If you work with photos or other images that have millions of colors, the JPEG format is the best choice for the mobile web, just as it is for the desktop web. Using JPEGs, you can shrink the file size by applying compression.
The more compression that’s applied, the smaller the image, but if you compress the image too much, the image can look like it was sandblasted and left out in the sun.
For images with limited colors, such as line art, logos, and cartoons, the best format for mobile devices and web pages is PNG. Some designers will tell you that the GIF format is the safer choice — and maybe it was, for older mobile devices and low-end feature phones.
The iPhone and iPad, however, support the PNG format, and it does a better job of maintaining image quality and small file sizes than GIF does. With both GIF and PNG files, you optimize (or reduce) the file size by decreasing the number of colors.
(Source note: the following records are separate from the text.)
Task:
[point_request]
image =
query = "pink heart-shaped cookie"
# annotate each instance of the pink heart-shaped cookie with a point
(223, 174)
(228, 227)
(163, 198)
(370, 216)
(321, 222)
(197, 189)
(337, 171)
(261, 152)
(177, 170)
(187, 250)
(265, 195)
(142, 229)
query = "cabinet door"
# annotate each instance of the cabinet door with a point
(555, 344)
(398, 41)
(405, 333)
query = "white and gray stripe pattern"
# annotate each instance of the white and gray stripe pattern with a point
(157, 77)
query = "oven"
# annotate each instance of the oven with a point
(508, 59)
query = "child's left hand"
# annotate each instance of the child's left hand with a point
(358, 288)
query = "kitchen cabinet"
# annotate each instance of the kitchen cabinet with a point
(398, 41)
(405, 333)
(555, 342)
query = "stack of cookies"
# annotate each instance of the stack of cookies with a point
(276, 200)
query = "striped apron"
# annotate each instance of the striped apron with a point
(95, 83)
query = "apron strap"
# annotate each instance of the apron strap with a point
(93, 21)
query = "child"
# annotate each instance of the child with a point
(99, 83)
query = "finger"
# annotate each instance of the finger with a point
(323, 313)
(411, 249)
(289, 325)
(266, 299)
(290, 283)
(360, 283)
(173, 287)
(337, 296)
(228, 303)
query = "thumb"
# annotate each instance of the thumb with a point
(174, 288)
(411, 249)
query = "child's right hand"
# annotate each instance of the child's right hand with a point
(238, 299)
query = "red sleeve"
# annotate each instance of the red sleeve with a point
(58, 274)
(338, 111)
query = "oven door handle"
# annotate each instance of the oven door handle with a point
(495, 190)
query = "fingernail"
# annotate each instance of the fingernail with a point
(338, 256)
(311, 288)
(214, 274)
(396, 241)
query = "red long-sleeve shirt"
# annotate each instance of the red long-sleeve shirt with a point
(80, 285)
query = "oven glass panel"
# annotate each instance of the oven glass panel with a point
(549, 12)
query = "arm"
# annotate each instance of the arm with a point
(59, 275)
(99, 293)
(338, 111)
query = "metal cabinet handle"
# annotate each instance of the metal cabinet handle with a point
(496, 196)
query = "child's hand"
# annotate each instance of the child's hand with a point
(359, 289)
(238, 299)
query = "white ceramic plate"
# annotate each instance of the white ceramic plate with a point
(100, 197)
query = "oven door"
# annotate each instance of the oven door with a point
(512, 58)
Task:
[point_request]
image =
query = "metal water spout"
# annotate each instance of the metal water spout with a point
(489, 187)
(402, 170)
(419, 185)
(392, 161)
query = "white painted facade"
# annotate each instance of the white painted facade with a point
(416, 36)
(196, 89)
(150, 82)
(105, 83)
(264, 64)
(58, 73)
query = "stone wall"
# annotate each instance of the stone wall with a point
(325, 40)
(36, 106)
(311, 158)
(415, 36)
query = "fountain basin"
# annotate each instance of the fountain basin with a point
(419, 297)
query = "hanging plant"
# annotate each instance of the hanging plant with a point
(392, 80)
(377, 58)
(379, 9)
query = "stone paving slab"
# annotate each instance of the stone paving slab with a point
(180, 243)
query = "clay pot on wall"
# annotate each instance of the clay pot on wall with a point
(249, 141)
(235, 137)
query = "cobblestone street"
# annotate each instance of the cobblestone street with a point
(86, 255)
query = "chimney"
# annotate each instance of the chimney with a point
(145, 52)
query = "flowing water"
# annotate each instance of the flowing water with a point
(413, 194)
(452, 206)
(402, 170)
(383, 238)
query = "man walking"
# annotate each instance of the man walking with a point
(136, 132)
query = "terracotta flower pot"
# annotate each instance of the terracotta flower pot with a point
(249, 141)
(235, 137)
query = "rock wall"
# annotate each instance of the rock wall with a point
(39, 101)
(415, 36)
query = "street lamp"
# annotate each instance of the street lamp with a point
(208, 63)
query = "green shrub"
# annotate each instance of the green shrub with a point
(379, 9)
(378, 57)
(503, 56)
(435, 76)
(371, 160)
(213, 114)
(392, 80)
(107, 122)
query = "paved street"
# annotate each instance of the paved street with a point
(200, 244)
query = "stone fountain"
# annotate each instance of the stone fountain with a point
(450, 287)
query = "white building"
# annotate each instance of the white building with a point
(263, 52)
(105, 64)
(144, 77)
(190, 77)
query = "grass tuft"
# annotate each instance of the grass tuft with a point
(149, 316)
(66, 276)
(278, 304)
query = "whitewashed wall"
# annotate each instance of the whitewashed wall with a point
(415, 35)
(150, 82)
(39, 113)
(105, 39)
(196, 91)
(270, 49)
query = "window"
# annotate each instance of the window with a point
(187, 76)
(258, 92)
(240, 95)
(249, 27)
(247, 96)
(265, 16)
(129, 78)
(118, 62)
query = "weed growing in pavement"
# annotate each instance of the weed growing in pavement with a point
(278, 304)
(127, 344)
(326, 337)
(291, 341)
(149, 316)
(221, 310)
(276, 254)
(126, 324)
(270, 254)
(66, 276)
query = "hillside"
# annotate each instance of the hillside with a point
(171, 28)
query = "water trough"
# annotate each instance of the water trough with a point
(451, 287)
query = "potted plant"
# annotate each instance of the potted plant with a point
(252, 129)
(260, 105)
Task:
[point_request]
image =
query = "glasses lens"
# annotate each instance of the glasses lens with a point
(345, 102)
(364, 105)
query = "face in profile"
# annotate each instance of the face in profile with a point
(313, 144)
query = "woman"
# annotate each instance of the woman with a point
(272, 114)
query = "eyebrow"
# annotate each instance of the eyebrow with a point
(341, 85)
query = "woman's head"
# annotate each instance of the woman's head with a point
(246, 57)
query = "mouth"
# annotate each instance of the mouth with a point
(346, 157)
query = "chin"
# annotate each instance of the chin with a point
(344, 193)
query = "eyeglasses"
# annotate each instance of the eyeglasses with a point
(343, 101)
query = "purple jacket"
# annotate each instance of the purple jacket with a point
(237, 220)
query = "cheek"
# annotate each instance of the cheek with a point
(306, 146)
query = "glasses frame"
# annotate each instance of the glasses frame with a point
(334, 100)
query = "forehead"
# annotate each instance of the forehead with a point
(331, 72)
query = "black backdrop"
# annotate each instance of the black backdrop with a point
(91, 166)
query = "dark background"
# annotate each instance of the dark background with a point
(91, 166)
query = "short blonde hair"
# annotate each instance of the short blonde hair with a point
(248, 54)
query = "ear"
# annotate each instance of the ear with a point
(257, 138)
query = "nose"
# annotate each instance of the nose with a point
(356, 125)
Don’t be confused by the two types of PNG files. Photoshop supports both PNG-8, which supports 256 colors, and PNG-24, which supports a far superior 8 bits per channel and is especially well suited to working with transparency.
You can still use the JPEG format for photographs and other types of images, but because transparency isn’t possible in JPEGs, the PNG-24 format offers an advantage. Just remember that all that color depth also creates larger file sizes that take longer to download.